In [1]:
### Extracting Information from Text

## Syntax and structure of a natural language such as English are tied with a set of specific rules, conventions, and principles which dictate how words are combined into phrases, phrases get combined into clauses, and clauses get combined into sentences.
## All these constituents exist together in any sentence and are related to each other in a hierarchical structure.
## Let’s consider a very basic example of language structure which explains a specific example in the light of subject and predicate relationship. Consider a simple sentence:

# Harry is playing football

## This sentence is talking about two subjects - Harry and football. To find the subject of the sentence, it is easier to first find the verb and then find “who” or “what” around it.
#In the above sentence, “playing” is the verb of predicate.

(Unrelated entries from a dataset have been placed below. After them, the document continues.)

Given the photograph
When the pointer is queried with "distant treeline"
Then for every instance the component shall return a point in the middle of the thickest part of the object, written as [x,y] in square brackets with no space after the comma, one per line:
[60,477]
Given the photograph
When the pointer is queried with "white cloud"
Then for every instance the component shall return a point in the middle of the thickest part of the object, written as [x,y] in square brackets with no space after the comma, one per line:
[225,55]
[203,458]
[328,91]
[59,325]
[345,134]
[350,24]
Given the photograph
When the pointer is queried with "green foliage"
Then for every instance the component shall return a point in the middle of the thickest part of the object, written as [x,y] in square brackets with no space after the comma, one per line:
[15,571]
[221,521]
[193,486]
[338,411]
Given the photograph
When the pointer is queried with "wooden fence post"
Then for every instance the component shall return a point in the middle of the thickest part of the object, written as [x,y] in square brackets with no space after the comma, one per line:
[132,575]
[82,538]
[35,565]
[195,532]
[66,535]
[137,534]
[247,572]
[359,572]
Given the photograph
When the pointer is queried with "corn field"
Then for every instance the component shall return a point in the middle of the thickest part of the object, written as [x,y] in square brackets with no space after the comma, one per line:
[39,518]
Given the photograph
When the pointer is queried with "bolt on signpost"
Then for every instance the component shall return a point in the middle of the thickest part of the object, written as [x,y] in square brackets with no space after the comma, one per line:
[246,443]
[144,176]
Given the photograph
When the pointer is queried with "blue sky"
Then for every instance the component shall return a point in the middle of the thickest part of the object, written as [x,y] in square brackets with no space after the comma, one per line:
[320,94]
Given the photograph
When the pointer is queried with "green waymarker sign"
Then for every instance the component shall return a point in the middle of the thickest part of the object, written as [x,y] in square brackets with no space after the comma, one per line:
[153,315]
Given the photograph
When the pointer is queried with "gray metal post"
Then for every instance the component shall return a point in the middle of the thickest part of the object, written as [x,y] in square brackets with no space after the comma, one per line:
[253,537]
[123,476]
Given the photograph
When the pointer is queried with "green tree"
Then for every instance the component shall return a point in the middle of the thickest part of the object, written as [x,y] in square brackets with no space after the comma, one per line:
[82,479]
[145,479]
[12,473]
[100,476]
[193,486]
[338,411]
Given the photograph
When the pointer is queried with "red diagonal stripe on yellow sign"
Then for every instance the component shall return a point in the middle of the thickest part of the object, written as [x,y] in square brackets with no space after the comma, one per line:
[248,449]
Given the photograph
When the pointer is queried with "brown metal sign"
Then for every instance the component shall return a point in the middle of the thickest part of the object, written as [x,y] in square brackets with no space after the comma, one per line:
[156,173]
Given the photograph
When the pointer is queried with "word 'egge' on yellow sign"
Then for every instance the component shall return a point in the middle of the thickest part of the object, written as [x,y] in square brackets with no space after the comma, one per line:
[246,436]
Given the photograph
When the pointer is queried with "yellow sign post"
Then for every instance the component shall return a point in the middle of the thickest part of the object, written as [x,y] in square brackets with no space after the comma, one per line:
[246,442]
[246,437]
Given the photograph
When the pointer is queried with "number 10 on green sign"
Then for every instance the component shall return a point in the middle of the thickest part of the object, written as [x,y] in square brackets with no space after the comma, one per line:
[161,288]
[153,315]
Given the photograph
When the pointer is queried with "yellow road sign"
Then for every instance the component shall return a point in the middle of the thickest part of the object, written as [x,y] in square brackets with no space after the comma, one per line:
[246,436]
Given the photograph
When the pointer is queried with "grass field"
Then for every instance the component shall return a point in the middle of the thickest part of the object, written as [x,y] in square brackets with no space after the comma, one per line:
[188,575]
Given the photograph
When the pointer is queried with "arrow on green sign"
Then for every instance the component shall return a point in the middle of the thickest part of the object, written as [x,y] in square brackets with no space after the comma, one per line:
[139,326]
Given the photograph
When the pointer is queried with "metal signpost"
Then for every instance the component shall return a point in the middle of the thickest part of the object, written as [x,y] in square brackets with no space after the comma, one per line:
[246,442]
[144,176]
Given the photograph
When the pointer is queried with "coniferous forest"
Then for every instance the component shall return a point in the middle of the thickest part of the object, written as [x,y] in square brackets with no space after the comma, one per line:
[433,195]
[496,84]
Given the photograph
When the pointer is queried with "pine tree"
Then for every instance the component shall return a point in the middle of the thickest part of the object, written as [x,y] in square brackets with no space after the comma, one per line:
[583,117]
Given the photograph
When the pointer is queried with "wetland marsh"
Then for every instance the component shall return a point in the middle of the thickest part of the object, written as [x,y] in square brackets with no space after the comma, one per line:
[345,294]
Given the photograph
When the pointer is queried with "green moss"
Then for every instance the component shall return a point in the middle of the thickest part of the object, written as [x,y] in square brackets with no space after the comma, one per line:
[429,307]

## If you ask “Who is playing?”, the answer is "Harry" which gives the first subject, and “What is he playing?” gives us "football" as the other subject.
#An extensive combination of similar rules allows us to define the entities (subjects), intent (predicates), the relationship between intent and entity, etc.

## Such an analysis is very useful in any NLP application since it defines some meaning of the text.
#In a collection of words without any relation or structure, it is very difficult to ascertain what it might be trying to convey or what it means.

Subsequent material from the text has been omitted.